Lionel Levine's Papers

• My thesis is made up primarily of the papers
  
  
  • Strong spherical asymptotics for rotor-router aggregation and the divisible sandpile; and
    
    
  • Scaling limits for internal aggregation models with multiple sources.
    
    
  Both papers are joint with Yuval Peres. In the first paper, we show that the asymptotic shape of rotor-router aggregation started from a point source in Z^d is a ball, and give bounds on the error (logarithmic inner error, and power-law outer error). Jim Propp first simulated the rotor-router in 2001, and over the next few years widely publicized this problem. Our methods also show that the divisible sandpile model is a ball (with constant error in the radius, independent of the number of particles) and improve on the best known bounds for the classical abelian sandpile.
  
  In the second paper, we study the case of multiple point sources and prove the existence of a scaling limit as the lattice spacing goes to zero. We study three different models: rotor-router, divisible sandpile, and internal DLA. All three have the same deterministic scaling limit, which we characterize as the solution to a certain free boundary obstacle problem. This allows us to define a "smash sum" operation which given two domains A and B in R^d produces a domain whose volume is the sum of the volumes of A and B. The smash sum is the scaling limit of the Diaconis-Fulton addition operation on domains in the lattice Z^d. Smash sums turn out to be examples of quadrature domains, which arise in the solution to many problems in fluid dynamics and electrostatics.
  
  
• In the preprint The sandpile group of a tree, I give a short exact sequence relating the sandpile group of a tree to the sandpile group of its principal subtrees, and find the full decomposition of the sandpile group of a regular tree into cyclic subgroups. This resolved a conjecture of Toumpakari.

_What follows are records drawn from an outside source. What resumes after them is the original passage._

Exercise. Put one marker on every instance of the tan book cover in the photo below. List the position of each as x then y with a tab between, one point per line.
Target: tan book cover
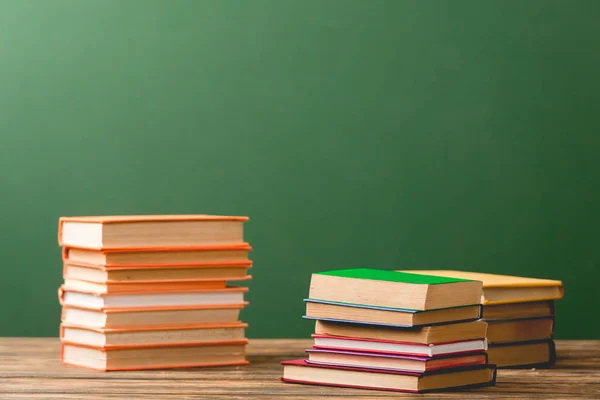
505	289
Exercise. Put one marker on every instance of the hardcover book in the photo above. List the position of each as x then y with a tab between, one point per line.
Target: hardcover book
381	288
505	289
299	371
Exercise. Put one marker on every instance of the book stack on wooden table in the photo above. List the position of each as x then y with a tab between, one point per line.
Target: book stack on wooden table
146	292
390	330
520	313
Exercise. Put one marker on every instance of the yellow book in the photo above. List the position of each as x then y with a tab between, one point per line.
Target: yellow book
505	289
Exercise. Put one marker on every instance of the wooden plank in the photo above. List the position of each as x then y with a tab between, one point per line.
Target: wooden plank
30	368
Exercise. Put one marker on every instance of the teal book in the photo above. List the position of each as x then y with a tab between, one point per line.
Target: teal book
393	289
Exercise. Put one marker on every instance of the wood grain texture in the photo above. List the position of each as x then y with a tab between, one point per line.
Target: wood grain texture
30	369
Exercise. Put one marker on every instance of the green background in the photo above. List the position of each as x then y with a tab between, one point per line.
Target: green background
385	134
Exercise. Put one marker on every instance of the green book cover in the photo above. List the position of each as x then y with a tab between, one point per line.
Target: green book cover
391	276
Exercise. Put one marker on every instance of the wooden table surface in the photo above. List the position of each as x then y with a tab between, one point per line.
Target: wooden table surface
30	369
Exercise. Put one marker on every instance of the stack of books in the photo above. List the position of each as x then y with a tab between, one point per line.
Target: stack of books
147	292
389	330
521	316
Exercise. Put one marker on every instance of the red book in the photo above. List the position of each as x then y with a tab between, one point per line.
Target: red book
393	347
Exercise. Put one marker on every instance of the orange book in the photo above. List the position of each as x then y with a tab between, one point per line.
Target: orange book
205	276
176	355
150	231
505	289
151	297
152	336
139	287
199	256
136	317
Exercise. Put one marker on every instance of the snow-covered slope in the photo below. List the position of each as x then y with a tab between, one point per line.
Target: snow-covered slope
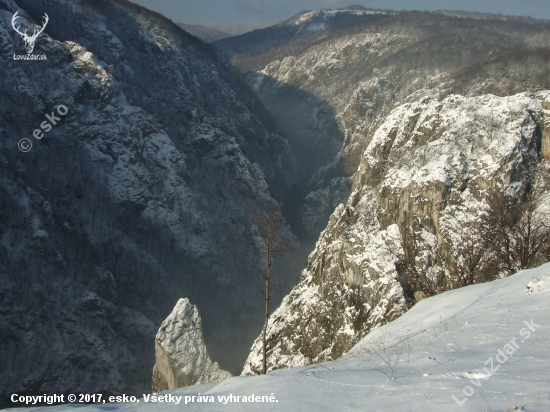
181	355
486	345
434	161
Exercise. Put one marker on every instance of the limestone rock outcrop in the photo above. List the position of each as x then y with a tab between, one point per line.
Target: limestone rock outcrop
181	358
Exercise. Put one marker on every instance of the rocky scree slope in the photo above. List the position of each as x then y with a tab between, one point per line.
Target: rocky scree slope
181	358
138	196
434	161
331	90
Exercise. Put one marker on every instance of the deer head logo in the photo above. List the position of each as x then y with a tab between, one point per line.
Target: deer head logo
29	40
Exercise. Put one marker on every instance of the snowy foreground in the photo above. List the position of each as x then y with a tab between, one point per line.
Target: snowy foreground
484	346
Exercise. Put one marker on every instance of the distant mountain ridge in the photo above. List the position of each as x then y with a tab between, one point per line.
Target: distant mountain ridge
204	33
375	98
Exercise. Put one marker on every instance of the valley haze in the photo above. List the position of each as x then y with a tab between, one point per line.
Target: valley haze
346	205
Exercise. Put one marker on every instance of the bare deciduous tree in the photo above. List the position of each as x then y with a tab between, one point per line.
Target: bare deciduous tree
417	263
272	241
522	236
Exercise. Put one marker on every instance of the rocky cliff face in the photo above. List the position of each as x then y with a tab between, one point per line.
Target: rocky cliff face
137	196
330	91
181	358
434	161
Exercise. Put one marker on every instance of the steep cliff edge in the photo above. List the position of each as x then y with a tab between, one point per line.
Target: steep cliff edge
137	196
181	358
331	90
433	161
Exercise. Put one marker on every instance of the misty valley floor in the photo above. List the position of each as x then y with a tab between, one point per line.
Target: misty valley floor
448	343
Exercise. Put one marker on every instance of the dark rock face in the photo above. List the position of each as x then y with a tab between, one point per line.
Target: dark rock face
137	196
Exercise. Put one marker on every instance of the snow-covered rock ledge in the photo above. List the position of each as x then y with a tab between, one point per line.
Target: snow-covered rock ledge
446	344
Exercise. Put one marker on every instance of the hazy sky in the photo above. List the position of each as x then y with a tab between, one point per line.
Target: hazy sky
238	16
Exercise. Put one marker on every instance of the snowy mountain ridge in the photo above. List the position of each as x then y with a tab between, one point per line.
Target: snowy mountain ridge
485	347
430	160
181	355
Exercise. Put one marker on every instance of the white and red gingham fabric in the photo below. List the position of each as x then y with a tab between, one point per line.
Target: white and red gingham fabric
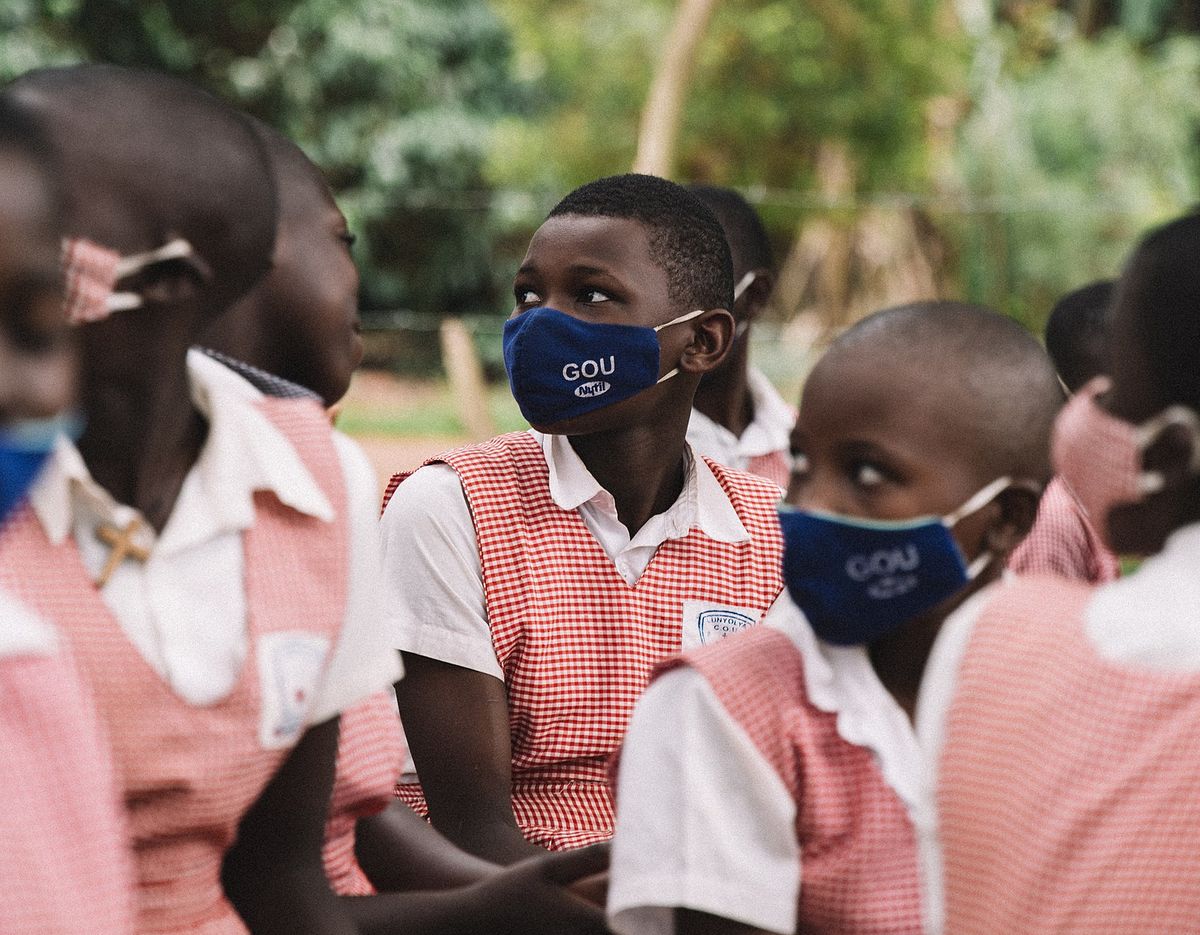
575	641
370	757
187	774
1067	783
775	467
858	850
89	274
65	868
1063	541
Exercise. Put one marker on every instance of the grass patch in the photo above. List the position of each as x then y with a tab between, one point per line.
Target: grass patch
433	413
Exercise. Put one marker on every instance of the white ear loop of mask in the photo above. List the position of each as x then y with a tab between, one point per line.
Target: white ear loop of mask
1151	481
681	319
121	301
743	285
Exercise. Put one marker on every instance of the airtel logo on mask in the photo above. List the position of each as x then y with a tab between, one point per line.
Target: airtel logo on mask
588	370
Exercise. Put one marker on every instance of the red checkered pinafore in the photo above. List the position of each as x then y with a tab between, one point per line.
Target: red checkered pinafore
1063	541
190	773
576	642
1067	785
65	868
370	756
858	850
774	466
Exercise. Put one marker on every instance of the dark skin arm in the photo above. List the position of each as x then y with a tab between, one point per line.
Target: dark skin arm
274	874
399	851
457	726
690	922
525	899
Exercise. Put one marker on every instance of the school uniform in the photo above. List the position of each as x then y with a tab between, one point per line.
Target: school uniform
774	781
66	868
763	448
1065	724
253	617
370	743
508	558
1063	541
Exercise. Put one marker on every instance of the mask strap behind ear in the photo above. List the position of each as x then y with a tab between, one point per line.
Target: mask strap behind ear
744	283
978	501
681	319
1151	481
177	249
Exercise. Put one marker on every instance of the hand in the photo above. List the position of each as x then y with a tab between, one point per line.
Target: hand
531	897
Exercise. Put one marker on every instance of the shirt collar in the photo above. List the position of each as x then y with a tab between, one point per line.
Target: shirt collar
244	454
840	681
773	419
702	503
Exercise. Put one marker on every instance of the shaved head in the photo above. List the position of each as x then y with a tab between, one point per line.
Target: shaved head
147	157
983	384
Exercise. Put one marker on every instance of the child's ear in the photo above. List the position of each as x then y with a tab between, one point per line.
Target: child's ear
711	342
1018	510
171	281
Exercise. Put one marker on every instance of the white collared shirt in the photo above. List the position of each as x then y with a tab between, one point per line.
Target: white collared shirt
173	609
433	582
1145	621
22	633
705	822
767	433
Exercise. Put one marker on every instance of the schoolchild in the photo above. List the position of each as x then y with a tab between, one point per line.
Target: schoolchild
774	783
300	321
1065	540
1068	717
66	868
738	418
533	581
210	561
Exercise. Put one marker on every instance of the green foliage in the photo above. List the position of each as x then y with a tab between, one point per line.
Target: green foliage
1068	162
394	99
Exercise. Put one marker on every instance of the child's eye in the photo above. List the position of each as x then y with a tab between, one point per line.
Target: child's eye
867	474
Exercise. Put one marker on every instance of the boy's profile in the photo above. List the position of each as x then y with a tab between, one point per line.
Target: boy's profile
774	783
1090	696
533	581
738	418
57	772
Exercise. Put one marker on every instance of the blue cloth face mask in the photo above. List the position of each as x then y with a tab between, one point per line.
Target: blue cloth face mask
857	580
562	367
24	448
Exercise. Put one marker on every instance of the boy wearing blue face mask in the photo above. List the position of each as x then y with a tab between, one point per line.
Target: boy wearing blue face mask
1068	717
537	579
65	868
739	419
777	784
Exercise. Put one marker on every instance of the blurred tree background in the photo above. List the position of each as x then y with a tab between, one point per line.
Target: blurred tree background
1005	150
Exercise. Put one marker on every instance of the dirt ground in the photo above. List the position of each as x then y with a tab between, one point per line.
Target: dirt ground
378	391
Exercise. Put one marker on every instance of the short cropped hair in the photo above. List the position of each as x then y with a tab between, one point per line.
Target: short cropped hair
1077	333
22	133
1161	286
687	240
743	227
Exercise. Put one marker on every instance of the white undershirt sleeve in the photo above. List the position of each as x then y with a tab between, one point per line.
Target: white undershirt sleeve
703	822
433	582
364	660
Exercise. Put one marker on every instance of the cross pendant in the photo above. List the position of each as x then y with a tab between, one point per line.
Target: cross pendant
121	543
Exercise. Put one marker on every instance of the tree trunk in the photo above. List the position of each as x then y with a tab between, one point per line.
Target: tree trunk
659	129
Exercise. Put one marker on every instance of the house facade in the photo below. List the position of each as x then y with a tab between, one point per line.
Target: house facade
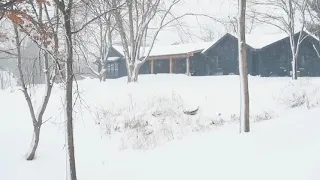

For the 3-regular tree of height n, for example, the sandpile group is isomorphic to (Z_3)^(2^{n-3}) x (Z_7)^(2^{n-4}) x ... x Z_{2^{n-1}-1} x Z_{2^n-1}.
  
  
• In the preprint The rotor-router model on regular trees, joint with Itamar Landau, we prove that rotor-router aggregation on a regular tree starting from an acyclic rotor-configuration gives a perfect ball. This result uses the structure of the sandpile group from the previous paper. We also investigate what happens if we run a sequence of rotor-router walks starting from the origin in the 3-regular tree, and for each walk record a 0 if it returns to the origin and a 1 if it escapes to infinity. We characterize exactly which binary sequences can arise in this way. There are two extreme cases: the all 0's sequence and the periodic sequence 0,1,0,1,... In particular, it is possible to give an initial rotor setup in the 3-regular tree which makes the rotor-router walk recurrent.
  
  
• Spherical asymptotics for the rotor-router model in Z^d, joint with Yuval Peres, to appear in the Indiana Univ. Math. Journal, was our first result on the circularity of the rotor-router shape. We show that as the number n of particles goes to infinity, almost all the volume of the occupied shape is concentrated in a ball of volume n. The main tool is an isoperimetric inequality for the expected exit time of random walk from a domain in Z^d: among all domains A of a given cardinality, the expected time for a simple random walk started at the origin to exit A is asymptotically maximized when A is a ball.
  
  A summary of this paper, The rotor-router shape is spherical, appeared in the Mathematical Intelligencer 27 (2005), no. 3, 9--11.
  
  
• In Polynomial recurrences and cyclic resultants, joint with Chris Hillar, Proceedings of the AMS 135 (2007), 1607--1618, we show that a sequence a_n obeying a linear recurrence a_{m+n} + c_1 a_{m+n-1} + ... + c_n a_m = 0 satisfies a polynomial recurrence of length r+2, where r is the rank of the subgroup of C^* generated by the roots of the polynomial t^n + c_1 t^{n-1} + ... + c_n. We also show that a certain Toeplitz determinant gives a polynomial recurrence which "detects" if a sequence obeys a linear recurrence of a given length. Using these results, we show that a generic monic polynomial of degree d over an algebraically closed field is determined by its first 2^{d+1} cyclic resultants, i.e. its resultants with x^m-1 for m=1,...,2^{d+1}. Recovering a polynomial from its cyclic resultants has applications in topological dynamics, computational number theory and quantum computing.
  
  
• In Fractal sequences and restricted Nim, Ars Combinatoria 80 (2006), 113--127, I analyze the game of "restricted Nim" using the Sprague-Grundy theory of impartial games, and find that under certain conditions, the Grundy numbers form a sequence which is "fractal" in the sense that deleting the first term equal to n for each nonnegative integer n yields a sequence identical to the original. Restricted Nim is played with a pile of n stones. On her turn, if there are m stones remaining, a player may remove up to f(m) stones from the pile, where the function f is fixed in advance. Fractal sequences arise when f is weakly increasing in m. I also extend work of Clark Kimberling on fractal sequences by giving a new combinatorial characterization.